A gradual phase-in to raise Seattle's minimum wage to $15 an hour has had little effect so far on either workers or businesses, a new study finds.
The University of Washington study suggests the increases enacted so far have had little impact in part because the local economy has strengthened and because businesses have responded to wage increases by cutting hours, the Fiscal Times reports.
The researchers found that, under the first phase of the new law the typical "low wage worker" in Seattle – one of the first cities in the nation to enact an increased minimum wage law — saw their salary increase from $9.96 per hour to $11.14 per hour by the end of 2015, FT reports.
The FT reports while some of the increase is due to the minimum wage increase, most is due to the strength of the region’s economy, which benefitted from expansion in the tech sector, a construction boom and a job growth rate three times the national average from mid-2014 to late 2015.
Overall, the study noted that Seattle’s low-wage workers took home $13 more per week as a result of the minimum wage increases, but worked 15 minutes less.
It also found the increase led to a 0.7 percent increase in business closures, but was offset by increases in business openings due to the strengthened economy.

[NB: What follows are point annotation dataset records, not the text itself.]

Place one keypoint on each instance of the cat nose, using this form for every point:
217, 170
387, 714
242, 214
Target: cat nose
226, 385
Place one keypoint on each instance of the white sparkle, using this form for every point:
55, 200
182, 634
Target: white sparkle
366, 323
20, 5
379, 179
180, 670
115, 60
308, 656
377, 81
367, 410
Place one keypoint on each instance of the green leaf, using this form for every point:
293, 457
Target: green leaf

University of Washington researcher Jake Vigdor tells the Christian Science Monitor the study shows conditions in Seattle were neither as bad as opponents nor as good as proponents suggested they were going to be.
"What I want to see happen is, we can kind of move away from an argument that is pitting people who say the minimum wage never harms anyone against people who say the minimum wage never helps anyone, to a dialogue that says there is some combination of these things happening," he tells the Monitor.